Here, we use the example data (located in the `raw` folder) to run the pre-processing part of the pipeline.
The `file_regex` variable specifies a [glob](https://towardsdatascience.com/the-python-glob-module-47d82f4cbd2d) entry to select all files of interest from the input directory.
As an example: if you want to select all files that contain the word "Patient", you would use the glob expression `"*Patient*.zip"`.
 
You will also need to specify the location of the panel file (`panel_file`) that contains information regarding the column that contains the metal/channel name (`panel_channel_col`), the column that contains an identifier if the channel should be used for ilastik training (`panel_ilastik_col`), and the column that contains an identifier if the channel should be used to generate the final stack of channels (`panel_keep_col`).
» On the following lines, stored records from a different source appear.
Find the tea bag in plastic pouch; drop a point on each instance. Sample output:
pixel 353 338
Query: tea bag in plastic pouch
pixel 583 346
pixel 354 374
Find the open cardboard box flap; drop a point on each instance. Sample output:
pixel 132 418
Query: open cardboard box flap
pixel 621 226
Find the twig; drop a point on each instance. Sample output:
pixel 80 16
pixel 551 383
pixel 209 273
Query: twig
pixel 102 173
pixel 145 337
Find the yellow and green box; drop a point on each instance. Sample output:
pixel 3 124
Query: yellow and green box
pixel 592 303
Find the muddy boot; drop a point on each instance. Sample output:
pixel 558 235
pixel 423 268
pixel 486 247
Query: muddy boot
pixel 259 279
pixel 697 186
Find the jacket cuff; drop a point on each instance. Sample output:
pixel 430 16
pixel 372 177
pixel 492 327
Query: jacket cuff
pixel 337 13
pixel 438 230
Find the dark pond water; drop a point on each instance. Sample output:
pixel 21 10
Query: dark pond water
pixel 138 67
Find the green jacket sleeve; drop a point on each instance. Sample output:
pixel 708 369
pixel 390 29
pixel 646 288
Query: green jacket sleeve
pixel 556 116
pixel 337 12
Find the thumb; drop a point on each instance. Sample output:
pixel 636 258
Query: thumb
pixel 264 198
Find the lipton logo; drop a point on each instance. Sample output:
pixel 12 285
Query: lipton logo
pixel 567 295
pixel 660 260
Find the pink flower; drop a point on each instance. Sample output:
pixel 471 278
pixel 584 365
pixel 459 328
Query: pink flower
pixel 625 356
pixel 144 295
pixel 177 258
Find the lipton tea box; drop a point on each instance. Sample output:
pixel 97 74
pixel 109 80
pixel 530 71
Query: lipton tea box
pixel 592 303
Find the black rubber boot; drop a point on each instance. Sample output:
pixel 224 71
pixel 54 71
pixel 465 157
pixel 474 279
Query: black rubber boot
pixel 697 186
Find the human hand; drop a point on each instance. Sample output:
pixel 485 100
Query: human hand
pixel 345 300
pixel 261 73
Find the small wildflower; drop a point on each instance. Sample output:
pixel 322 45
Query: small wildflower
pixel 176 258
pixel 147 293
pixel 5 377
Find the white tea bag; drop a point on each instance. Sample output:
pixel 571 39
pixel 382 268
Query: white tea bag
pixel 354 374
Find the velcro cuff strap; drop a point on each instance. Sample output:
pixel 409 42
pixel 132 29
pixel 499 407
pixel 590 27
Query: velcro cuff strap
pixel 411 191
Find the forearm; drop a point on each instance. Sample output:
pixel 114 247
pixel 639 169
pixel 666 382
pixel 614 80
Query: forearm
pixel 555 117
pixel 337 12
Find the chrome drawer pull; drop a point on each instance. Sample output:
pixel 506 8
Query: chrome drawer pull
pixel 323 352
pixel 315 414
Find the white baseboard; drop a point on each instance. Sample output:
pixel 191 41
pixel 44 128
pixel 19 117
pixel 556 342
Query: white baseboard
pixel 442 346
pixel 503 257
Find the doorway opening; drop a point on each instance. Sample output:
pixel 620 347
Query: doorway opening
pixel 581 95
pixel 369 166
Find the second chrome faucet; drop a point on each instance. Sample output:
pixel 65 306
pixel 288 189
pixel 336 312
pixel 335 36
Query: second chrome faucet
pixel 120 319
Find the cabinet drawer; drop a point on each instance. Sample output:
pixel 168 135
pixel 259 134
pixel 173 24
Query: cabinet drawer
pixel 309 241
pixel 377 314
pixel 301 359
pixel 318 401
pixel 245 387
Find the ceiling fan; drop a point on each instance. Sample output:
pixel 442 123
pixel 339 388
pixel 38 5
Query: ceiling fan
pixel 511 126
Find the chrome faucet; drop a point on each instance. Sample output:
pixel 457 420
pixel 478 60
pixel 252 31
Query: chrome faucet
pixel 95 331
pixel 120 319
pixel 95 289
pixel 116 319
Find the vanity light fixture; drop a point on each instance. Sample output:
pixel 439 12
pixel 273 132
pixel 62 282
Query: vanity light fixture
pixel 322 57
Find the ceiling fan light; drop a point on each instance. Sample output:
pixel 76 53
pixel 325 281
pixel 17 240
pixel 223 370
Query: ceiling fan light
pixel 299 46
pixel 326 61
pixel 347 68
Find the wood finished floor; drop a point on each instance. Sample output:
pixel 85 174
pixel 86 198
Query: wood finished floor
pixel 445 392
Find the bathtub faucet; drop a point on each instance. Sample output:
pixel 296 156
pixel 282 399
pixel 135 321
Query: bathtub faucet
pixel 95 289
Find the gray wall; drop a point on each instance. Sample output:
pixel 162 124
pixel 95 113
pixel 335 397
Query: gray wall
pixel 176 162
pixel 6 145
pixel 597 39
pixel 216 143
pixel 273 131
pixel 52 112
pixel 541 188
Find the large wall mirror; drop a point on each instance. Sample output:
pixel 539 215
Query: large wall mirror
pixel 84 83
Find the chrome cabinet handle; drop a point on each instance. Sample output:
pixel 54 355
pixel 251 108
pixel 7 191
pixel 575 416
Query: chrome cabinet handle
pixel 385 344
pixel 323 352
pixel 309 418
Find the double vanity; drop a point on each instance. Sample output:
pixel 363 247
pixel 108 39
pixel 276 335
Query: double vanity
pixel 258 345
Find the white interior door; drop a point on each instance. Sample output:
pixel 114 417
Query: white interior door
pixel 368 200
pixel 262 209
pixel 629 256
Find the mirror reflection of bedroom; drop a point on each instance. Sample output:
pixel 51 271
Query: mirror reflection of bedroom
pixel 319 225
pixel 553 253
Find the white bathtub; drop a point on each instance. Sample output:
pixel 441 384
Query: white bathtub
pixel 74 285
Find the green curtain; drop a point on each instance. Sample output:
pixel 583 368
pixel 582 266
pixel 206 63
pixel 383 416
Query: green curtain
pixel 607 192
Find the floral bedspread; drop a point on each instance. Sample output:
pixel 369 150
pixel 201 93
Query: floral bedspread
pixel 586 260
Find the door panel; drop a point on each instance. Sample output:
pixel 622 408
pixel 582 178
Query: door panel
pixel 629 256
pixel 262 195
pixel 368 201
The latter two arguments specify columns which contain 0s or 1s, 1 meaning the indicated channel is used and 0 meaning the channel is not used.

In [65]:
# the paths with the ziped acquisition files
raw_dirs = ["/Users/bonocheong/Desktop/PhD_Pre-readings/Imaging_Based Mass_Cytometry/raw_MCD"]
raw_dirs = [Path(raw_dir) for raw_dir in raw_dirs]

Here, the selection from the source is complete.